Para o Cristianismo, esses seres eram sinônimos do pecado, da vaidade e da luxúria. As sereias dos bestiários e outros manuscritos medievais desempenhavam as funções básicas de mostrar a bondade e a riqueza da Criação de Deus, personificava os pecados mortais, as tentações da carne e a vaidade como pecado corporificado na beleza, no espelho e no pente, os inseparáveis objetos característicos da imagem contemporânea das sereias. Por essa mesma razão, as sereias são relativamente comuns na arte sacra, como decoração de igrejas e altares. É bem provável que esse fortalecimento e a propagação das histórias de sereias decorreu dos relatos de marinheiros, que pensavam que ter visto essas criaturas na espuma do oceano e do mar. Na realidade, é bem possível que eles tivessem visto algo bem mais mundano, e totalmente explicável, assim como uma vaca-marinha-de-steller (um mamífero aquático considerado extinto) ou então um mero peixe-boi (um mamífero aquático ameaçado de extinção). De qualquer forma, até hoje nunca existiu uma verdadeira prova da existência das sereias. Ao longo do tempo foram divulgados diversos vídeos, fotos, supostas carcaças, e até mockumentários (falsos documentários) exibidos pelo Discovery Channel, mas infelizmente nunca houve uma prova substancial nesse sentido, sendo que a maioria é declaramente e sabidamente falsa.
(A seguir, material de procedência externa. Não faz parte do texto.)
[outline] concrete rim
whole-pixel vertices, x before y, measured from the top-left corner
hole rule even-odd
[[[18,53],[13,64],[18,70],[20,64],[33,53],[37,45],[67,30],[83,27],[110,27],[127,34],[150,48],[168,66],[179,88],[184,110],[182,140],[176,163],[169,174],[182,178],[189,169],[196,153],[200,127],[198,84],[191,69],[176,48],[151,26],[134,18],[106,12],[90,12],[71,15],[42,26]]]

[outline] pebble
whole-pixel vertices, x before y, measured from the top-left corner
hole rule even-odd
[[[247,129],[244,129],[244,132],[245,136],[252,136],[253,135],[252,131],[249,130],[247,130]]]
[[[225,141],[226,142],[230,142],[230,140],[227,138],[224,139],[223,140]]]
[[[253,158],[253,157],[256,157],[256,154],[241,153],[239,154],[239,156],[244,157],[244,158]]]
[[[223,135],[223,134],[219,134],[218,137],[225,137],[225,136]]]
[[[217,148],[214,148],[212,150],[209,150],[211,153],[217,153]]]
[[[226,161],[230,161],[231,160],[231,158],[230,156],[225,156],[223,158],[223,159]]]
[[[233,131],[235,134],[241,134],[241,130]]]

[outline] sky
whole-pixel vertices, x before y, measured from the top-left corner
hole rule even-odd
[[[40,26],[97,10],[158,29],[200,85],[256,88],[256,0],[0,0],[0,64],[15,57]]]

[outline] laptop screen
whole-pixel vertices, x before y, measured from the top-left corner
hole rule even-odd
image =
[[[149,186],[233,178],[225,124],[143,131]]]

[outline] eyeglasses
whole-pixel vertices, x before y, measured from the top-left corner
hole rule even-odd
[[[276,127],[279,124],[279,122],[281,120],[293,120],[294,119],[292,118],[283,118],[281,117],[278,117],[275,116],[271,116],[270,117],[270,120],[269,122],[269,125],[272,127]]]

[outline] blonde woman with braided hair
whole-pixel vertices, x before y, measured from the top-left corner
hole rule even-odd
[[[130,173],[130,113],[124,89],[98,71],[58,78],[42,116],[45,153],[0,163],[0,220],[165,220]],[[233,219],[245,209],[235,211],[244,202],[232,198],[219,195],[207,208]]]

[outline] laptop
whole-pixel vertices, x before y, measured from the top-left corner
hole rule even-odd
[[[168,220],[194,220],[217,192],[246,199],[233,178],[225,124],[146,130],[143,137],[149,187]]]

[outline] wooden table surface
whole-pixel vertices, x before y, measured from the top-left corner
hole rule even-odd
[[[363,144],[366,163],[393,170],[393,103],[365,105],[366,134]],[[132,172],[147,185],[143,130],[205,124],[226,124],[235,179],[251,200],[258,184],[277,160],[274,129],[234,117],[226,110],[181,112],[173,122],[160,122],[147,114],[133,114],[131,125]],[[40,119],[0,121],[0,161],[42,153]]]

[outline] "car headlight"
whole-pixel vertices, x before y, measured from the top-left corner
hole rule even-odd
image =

No Japão as sereias são chamadas de "ningyo". A palavra " ningyo", formado pelos kanji "nin" (pessoa), e "gyo" (peixe), traduzida comumente como sereia, é utilizada para designar as criaturas ocidentais metade peixe e metade ser humano, assim como também as criaturas orientais que possuem características aquáticas e humanas. As sereias nipônicas possuem dedos longos, garras afiadas e brilhantes escamas douradas, podendo variar em tamanho, desde o tamanho de uma criança até um adulto. Suas cabeças foram, por vezes, descritas como sendo deformadas, possuidoras de chifres ou dentes proeminentes. Em outras versões, as sereias são descritas com uma forma que lembra a versão mais familiar de sereias ocidentais, mas com uma aparência sinistra, meio demoníaca. Segundo a lenda, são capazes de emitir um canto agradável como a canção de um pássaro ou o doce som de uma flauta. Acredita-se que a carne de uma "ningyo" pode conceder a imortalidade e suas lágrimas transformam-se em pérolas que, quando consumidas, trazem a juventude eterna. Enfim, ainda no Japão, existe um tempo chamado Ryuguji, na cidade de Fukuoka, que desde 1222, ou seja, há quase 800 anos, guarda supostos ossos (atualmente cerca de seis ossos) de uma sereia, que teria aparecido no litoral da cidade. É justamente sobre isso que vamos contar para vocês nessa postagem. Vamos saber mais sobre esse assunto?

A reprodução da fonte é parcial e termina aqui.